By Rob Vogt Source:Global Times Published: 2017/10/11 23:08:40

Legendary American humorist Mark Twain once wrote, "Never let the truth get in the way of a good story." This axiom ­certainly applies to the current NFL issue - standing versus not standing for the national anthem - an issue that has been both oversimplified and misrepresented by the American mass media in an attempt to appeal to its many liberal-­leaning consumers.

One of the most commonly perpetuated elements of this story is that the players who refuse to stand for the anthem represent the majority view of the American public. Liberal American media outlets regularly cite robust Colin Kaepernick jersey sales as support for this claim. However, those sales have been surpassed by those of Alejandro Villanueva, the army ranger-turned Pittsburgh Steelers offensive lineman who chose to stand for the anthem amid his team's fiasco of a protest before the team's Week 3 loss to the hapless Chicago Bears.

The Steelers' cluster-mess of a "protest" epitomized how little solidarity the non-standing movement has. In advance of the Bears game, Steelers coach Mike Tomlin told the media that the team would stand on the sidelines, arms interlocked. Then the team decided to remain in the tunnel during the anthem, minus Villanueva and four coaches (Tomlin ­included), who stood on the sideline.

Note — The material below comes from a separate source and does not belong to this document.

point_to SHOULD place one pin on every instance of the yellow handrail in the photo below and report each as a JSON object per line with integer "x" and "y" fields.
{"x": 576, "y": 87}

The notion of widespread support for the non-standing crowd would also seem to be disputed by the booing of Baltimore Ravens fans on October 1. Granted, the Ravens and ­Steelers players who knelt before the anthem were ostensibly looking for an alternative to the Steelers' screw-up the week before. The fact that so many fans were angry enough to boo an allegedly peaceful protest speaks volumes about the controversial nature of this issue.

Currently, the Steelers are 3-2, tied for first place in the AFC North but rife with dissent. The idea that standing-for-the-anthem protests are non-divisive and have no effect on locker room chemistry - ­another myth perpetuated by the liberal American media - seems like it could use some serious rethinking between now and the end of the NFL season.

The author is a Chicago-based writer.